Dask immediately hit me with this warning: UserWarning: Sending large graph of size 9.55 MiB. This may cause some slowdown. Consider scattering data ahead of time and using futures.
I'm now 15 minutes into the job and 188 of the read_plink tasks have completed, so if it continues at this pace I guess it will take 3 hours ish? I regret not running this as a background task...
About 20 minutes into the job I lost 2 workers? RIP guys
A few minutes later 1 more worker has died and I have a new warning: WARNING - Unmanaged memory use is high. This may indicate a memory leak or the memory may not be released to the OS
Killed it after 30 minutes and only 4 workers remaining. Moving backwards on tasks completed was not fun to watch.
Trying again with a 10 node Coiled cluster...
Of course we can't read from the cloud so need to find some way to mount a filesystem on the workers blerg
Decided to just grab a high memory instance from GCP
Quota increase request denied on GCP for M2 and M3 instances...
AWS also won't let me launch high memory instances calling it a night.

jeromekelleher commented 8 months ago

Dask really doesn't seem to like our large file x-to-zarr conversion patterns - I wonder if it would be simpler to make our own concurrent.futures based approach?
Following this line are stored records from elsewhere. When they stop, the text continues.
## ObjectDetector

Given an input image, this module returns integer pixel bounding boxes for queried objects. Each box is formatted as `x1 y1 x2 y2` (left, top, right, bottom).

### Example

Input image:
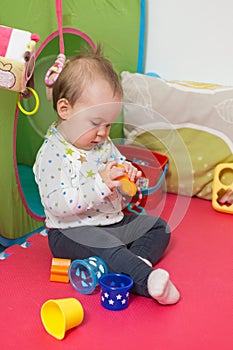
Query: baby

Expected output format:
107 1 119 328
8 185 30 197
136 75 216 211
34 47 180 304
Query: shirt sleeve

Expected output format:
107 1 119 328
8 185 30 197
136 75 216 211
34 145 111 217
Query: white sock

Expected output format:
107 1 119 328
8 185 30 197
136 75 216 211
138 255 152 267
147 269 180 305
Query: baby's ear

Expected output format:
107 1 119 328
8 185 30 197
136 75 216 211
57 98 71 120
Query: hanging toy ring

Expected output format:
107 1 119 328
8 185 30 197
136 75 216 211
45 53 66 87
17 87 40 115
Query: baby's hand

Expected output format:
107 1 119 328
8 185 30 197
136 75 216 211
123 161 142 182
99 161 126 190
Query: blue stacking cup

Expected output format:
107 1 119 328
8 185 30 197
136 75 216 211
68 256 108 294
99 273 133 311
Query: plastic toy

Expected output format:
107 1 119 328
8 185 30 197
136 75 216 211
69 256 108 294
99 273 133 311
41 298 84 340
0 26 40 93
212 163 233 214
45 0 66 101
50 258 71 283
17 86 40 115
117 164 137 197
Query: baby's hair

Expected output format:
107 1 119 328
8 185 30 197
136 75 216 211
53 45 123 111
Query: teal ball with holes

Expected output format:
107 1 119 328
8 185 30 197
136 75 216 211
68 256 108 294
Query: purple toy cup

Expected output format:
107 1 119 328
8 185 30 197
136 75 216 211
99 273 133 311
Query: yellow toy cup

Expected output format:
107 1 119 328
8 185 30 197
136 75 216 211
41 298 84 340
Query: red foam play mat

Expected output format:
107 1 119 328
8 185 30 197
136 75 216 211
0 195 233 350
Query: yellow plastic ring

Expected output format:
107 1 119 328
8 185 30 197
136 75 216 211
17 87 40 115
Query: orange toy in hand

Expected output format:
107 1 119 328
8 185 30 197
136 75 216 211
117 164 137 197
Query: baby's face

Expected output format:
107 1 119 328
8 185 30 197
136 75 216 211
60 79 122 150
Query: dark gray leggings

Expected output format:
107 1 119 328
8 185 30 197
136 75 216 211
48 215 170 297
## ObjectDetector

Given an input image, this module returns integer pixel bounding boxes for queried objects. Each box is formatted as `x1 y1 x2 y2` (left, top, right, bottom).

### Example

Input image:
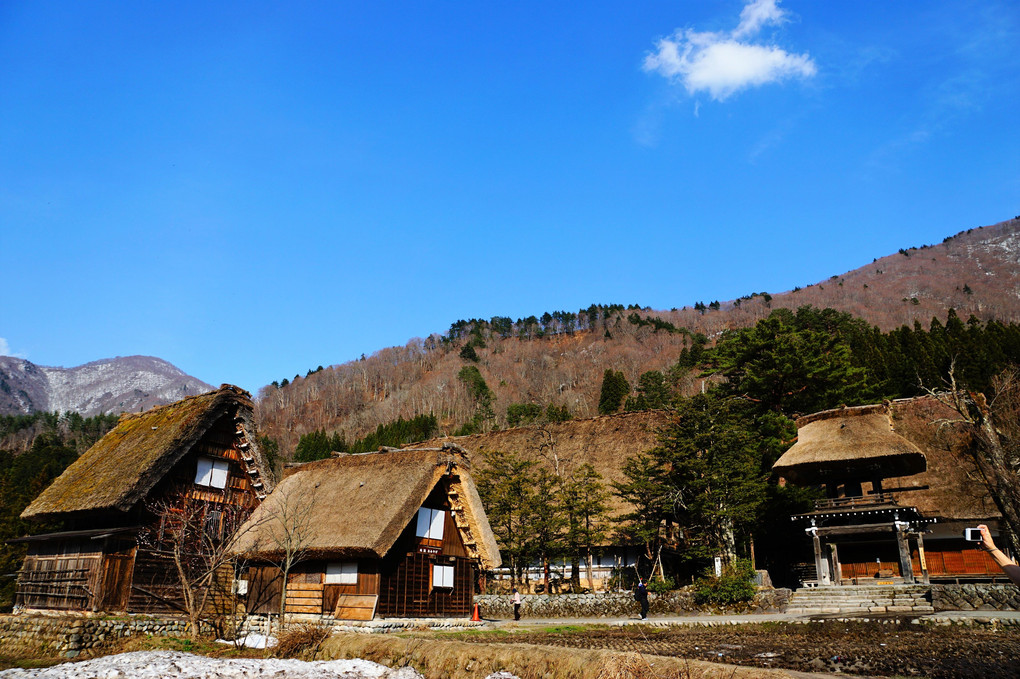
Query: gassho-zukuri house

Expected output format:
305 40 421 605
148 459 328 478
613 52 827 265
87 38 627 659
11 384 272 614
772 398 1003 585
232 446 500 620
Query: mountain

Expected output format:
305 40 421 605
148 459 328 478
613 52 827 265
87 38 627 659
0 356 212 417
252 217 1020 452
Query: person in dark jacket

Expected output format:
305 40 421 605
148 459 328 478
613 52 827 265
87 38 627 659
634 578 648 620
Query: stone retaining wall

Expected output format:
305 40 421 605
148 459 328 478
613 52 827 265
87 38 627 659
0 614 208 658
474 588 792 618
931 584 1020 612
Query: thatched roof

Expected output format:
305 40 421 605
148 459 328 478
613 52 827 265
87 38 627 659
232 447 500 569
773 398 999 521
884 398 1001 523
416 410 669 512
772 405 927 483
21 384 271 519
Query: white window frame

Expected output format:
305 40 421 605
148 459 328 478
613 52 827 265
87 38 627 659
323 561 358 584
432 564 453 589
195 457 231 488
415 507 446 540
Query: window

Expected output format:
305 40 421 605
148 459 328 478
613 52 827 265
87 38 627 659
195 458 231 488
325 561 358 584
432 566 453 588
415 507 446 540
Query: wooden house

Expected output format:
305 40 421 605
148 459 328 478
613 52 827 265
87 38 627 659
15 384 271 613
234 446 500 620
773 398 1003 585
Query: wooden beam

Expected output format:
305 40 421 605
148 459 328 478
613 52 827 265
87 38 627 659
811 533 829 584
815 523 896 537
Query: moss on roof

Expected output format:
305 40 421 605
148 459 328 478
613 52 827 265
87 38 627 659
232 448 500 568
21 384 269 519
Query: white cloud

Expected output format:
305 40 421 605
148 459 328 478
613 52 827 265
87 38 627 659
644 0 818 101
0 337 24 358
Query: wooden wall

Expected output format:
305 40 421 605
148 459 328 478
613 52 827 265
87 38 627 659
839 539 1003 580
15 539 103 611
377 553 475 618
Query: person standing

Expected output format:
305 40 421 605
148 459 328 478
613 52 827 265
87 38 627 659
634 578 648 620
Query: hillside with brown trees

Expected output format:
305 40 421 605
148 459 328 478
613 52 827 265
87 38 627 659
257 219 1020 456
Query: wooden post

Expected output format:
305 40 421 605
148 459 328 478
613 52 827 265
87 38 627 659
829 543 843 585
896 525 914 584
915 531 931 584
811 531 829 585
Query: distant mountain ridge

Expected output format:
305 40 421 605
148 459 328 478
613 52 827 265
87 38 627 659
257 216 1020 448
0 356 213 417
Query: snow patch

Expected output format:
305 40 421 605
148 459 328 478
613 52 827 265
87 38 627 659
0 650 424 679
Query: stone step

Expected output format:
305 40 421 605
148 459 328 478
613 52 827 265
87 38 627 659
786 606 935 616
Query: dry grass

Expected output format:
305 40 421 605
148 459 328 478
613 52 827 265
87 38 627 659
319 634 795 679
273 623 333 658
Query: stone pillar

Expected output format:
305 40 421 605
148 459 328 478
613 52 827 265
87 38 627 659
896 525 914 584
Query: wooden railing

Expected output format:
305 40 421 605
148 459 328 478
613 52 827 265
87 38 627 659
815 492 896 511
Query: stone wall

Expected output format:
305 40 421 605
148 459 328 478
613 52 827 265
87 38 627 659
474 588 791 618
931 584 1020 612
0 614 208 658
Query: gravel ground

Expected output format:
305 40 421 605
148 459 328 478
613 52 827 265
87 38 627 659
0 650 422 679
464 622 1020 679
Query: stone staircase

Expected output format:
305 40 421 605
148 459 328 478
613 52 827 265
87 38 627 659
786 584 934 616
You can get a long way on a single node. File conversion really needs to be robust...

jeromekelleher commented 8 months ago

Alternatively, we could try running the GWAS without converting to Zarr - in principle we should be able to work directly from the plink files.
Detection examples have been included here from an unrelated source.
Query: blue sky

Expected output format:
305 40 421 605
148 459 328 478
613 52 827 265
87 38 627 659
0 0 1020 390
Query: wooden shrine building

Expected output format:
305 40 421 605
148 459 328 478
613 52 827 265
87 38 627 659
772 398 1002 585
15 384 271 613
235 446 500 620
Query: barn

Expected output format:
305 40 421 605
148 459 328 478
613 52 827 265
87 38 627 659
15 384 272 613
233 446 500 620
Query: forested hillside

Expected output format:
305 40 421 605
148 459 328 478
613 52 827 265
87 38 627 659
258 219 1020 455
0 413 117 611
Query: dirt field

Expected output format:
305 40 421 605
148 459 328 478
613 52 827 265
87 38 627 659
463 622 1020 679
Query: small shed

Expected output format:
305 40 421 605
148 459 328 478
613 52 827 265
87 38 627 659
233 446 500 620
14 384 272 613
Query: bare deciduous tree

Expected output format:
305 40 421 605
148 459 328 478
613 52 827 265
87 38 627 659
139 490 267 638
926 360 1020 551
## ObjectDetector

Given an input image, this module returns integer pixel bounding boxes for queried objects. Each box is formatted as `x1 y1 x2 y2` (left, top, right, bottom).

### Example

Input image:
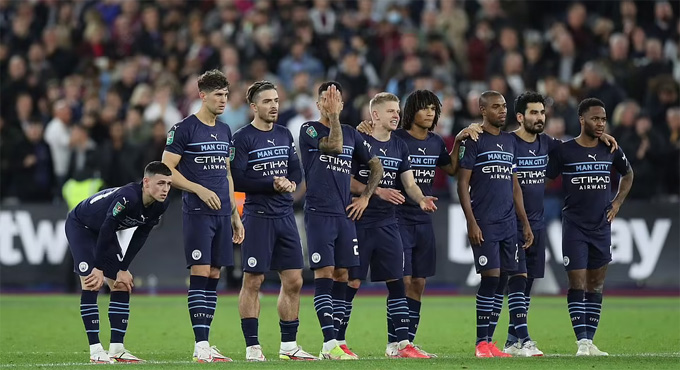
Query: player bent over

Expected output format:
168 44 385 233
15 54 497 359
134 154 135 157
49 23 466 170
65 162 172 364
231 81 317 361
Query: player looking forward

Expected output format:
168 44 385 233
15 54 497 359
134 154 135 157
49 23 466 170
163 70 244 362
231 81 316 361
65 162 172 363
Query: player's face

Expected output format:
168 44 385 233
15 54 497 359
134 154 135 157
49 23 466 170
250 89 279 123
579 107 607 138
413 104 437 130
517 103 545 134
372 101 401 131
481 95 508 127
144 174 172 202
199 88 229 116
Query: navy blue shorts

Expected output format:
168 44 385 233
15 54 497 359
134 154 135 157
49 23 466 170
562 218 612 271
64 213 123 280
517 228 548 279
241 213 304 273
182 213 234 268
399 222 437 278
305 212 359 270
472 226 526 273
349 224 404 281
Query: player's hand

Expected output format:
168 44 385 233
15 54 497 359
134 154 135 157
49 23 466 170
357 121 373 135
85 268 104 290
522 225 534 249
113 270 135 293
346 197 368 221
196 186 222 210
468 222 484 247
607 202 621 223
456 123 484 142
231 214 246 244
600 133 619 153
321 85 342 115
420 196 439 212
375 188 406 205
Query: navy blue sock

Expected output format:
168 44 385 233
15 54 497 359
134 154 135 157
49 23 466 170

hammer commented 8 months ago

Yes but I fear we'd run out of resources trying to do the GWAS on the instance types I can access. Also, I'd like to do the conversion so that I can scale out. If I can't get access to the high memory instances on GCP or AWS, I'm a bit stuck. I did not realize they would just deny quota requests! I fear I'm going to have to talk to a salesperson somehow.

I do have a suspicion that we could hard-wire a saner task graph with distributed primitives than the one Dask is producing right now. One challenge for me is the implicit nature of how the Dask task graph is constructed. It looks nice in code but it's all a bit magical and hard to debug. I don't really understand the BED format well enough to understand what our bed_reader code is doing to generate 2,356 separate tasks. If I have time I may start trying to page in the bed file format and Dask task graph construction but it's not really what I care to be doing to be honest...
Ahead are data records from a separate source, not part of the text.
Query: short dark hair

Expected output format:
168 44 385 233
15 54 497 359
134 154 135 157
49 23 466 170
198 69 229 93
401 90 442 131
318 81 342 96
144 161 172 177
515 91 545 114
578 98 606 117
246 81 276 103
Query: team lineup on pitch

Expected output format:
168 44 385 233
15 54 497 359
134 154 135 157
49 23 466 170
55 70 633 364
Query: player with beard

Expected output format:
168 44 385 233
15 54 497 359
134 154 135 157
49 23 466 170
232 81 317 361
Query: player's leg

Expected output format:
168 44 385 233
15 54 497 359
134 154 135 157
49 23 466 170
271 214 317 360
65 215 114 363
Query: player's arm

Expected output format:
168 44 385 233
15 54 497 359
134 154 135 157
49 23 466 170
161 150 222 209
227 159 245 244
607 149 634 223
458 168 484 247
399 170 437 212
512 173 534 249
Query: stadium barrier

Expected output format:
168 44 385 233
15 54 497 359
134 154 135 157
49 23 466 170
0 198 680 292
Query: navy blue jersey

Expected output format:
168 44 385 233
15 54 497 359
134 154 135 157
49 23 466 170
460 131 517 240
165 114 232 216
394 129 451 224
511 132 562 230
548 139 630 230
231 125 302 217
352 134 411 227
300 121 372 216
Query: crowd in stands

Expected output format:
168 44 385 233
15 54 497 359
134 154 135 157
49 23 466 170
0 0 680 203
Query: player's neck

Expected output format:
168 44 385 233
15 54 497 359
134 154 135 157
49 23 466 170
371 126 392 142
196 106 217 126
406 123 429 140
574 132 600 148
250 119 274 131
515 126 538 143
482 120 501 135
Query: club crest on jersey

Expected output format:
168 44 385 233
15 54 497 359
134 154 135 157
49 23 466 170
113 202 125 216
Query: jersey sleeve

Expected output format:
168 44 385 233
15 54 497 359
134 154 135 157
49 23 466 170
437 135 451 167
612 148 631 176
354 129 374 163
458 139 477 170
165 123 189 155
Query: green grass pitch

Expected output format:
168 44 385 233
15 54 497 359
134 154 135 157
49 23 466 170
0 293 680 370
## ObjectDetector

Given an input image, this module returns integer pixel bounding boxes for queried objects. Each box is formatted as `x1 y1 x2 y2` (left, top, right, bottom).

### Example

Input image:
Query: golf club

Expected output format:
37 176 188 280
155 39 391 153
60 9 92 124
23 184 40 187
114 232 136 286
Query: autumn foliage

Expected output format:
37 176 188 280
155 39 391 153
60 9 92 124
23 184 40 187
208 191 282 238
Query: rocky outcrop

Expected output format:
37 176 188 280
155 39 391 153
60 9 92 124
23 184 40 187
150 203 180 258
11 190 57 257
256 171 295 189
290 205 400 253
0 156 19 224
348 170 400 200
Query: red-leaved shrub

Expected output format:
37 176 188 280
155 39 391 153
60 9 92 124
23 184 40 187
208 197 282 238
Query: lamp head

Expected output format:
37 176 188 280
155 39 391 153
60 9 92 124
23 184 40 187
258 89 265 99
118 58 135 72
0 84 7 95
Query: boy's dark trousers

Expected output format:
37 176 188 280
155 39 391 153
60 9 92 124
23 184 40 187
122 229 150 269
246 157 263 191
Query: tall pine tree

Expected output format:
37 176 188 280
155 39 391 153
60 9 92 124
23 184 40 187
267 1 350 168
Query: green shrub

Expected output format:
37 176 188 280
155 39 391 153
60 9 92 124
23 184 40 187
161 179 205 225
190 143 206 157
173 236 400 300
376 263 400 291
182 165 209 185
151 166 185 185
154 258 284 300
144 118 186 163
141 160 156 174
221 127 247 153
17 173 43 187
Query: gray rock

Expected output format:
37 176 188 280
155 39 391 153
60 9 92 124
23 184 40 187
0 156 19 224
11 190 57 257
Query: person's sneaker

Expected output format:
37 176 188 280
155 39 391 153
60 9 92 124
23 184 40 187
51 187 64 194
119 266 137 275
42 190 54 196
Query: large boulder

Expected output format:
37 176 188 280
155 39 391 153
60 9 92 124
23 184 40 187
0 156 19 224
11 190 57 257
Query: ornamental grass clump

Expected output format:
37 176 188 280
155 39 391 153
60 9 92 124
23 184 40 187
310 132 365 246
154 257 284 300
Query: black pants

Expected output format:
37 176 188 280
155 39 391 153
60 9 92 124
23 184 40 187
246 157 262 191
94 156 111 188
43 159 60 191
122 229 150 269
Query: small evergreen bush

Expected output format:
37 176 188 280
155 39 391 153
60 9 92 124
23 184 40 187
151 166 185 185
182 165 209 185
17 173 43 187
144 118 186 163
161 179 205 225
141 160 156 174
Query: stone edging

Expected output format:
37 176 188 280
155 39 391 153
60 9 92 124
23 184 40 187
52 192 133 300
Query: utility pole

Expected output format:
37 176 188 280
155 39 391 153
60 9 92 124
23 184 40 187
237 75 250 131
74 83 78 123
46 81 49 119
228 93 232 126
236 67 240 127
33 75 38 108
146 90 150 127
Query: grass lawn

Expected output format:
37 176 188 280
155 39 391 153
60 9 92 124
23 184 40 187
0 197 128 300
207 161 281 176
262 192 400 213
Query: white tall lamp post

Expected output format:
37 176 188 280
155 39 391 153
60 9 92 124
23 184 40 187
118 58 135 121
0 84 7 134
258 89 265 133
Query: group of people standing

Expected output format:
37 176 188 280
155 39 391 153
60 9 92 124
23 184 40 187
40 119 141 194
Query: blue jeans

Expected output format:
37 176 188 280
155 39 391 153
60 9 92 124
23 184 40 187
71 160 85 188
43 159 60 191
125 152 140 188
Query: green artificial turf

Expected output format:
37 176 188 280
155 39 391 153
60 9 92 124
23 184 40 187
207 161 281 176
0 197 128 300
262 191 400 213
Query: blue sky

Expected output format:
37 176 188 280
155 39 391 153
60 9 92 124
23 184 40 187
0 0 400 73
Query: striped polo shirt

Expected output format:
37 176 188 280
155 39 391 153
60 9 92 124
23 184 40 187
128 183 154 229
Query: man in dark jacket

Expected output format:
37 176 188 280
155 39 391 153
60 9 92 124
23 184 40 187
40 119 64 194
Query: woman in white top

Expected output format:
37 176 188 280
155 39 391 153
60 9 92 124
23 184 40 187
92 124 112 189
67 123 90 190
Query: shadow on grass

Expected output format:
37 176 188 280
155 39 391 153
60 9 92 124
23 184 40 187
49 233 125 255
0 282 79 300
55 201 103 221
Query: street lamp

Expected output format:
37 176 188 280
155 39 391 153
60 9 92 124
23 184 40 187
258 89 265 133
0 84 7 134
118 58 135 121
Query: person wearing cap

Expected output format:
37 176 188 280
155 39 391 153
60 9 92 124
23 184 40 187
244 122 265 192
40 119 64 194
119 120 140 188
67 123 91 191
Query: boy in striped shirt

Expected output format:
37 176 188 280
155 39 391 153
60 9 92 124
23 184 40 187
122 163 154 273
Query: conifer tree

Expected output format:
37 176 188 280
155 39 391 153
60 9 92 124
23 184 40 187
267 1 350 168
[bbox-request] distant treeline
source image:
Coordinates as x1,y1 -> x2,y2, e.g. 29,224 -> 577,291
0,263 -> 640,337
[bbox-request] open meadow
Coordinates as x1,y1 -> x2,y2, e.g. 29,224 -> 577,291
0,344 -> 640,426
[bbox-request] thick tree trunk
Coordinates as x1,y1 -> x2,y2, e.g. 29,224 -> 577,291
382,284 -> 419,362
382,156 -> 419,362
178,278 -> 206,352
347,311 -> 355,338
jeromekelleher commented 8 months ago

Yeah, Dask is awesome when it works - pretty mysterious when it doesn't though.

hammer commented 8 months ago

Well after all that I managed to get an r7i.8xlarge instance on EC2 with 32 vCPUs and 256 GB RAM without needing a quota upgrade and it did the conversion from PLINK to Zarr for chr20 in 12 minutes! At an hourly rate of $2.1168/hr, that's roughly $0.42.

The only wrinkle is that my Dask dashboard didn't load as our installation didn't pick up the bokeh package which is apparently necessary for the dashboard.

I'll proceed with the association test now and see what happens.

hammer commented 8 months ago

Working through the full GWAS tutorial:

xr.plot.hist runs for a long time and throws some timeouts so I killed it and kept moving.
hardy_weinberg_test died with KilledWorker: Attempted to run task ('arange-genotype_as_bytes-index_as_genotype-astype-0d9ea21cc0c15c028899cea1fa9b05c4', 0) on 4 different workers, but all those workers died while running it.
gwas_linear_regression issued some warnings (PerformanceWarning: Increasing number of chunks) and returned right away, so I think it's not getting computed until the manhattan_plot call later? That call gave the familiar warning UserWarning: Sending large graph of size 22.80 MiB. This may cause some slowdown. Consider scattering data ahead of time and using futures.

I need to hit the gym now but will hopefully have some time this afternoon to keep digging.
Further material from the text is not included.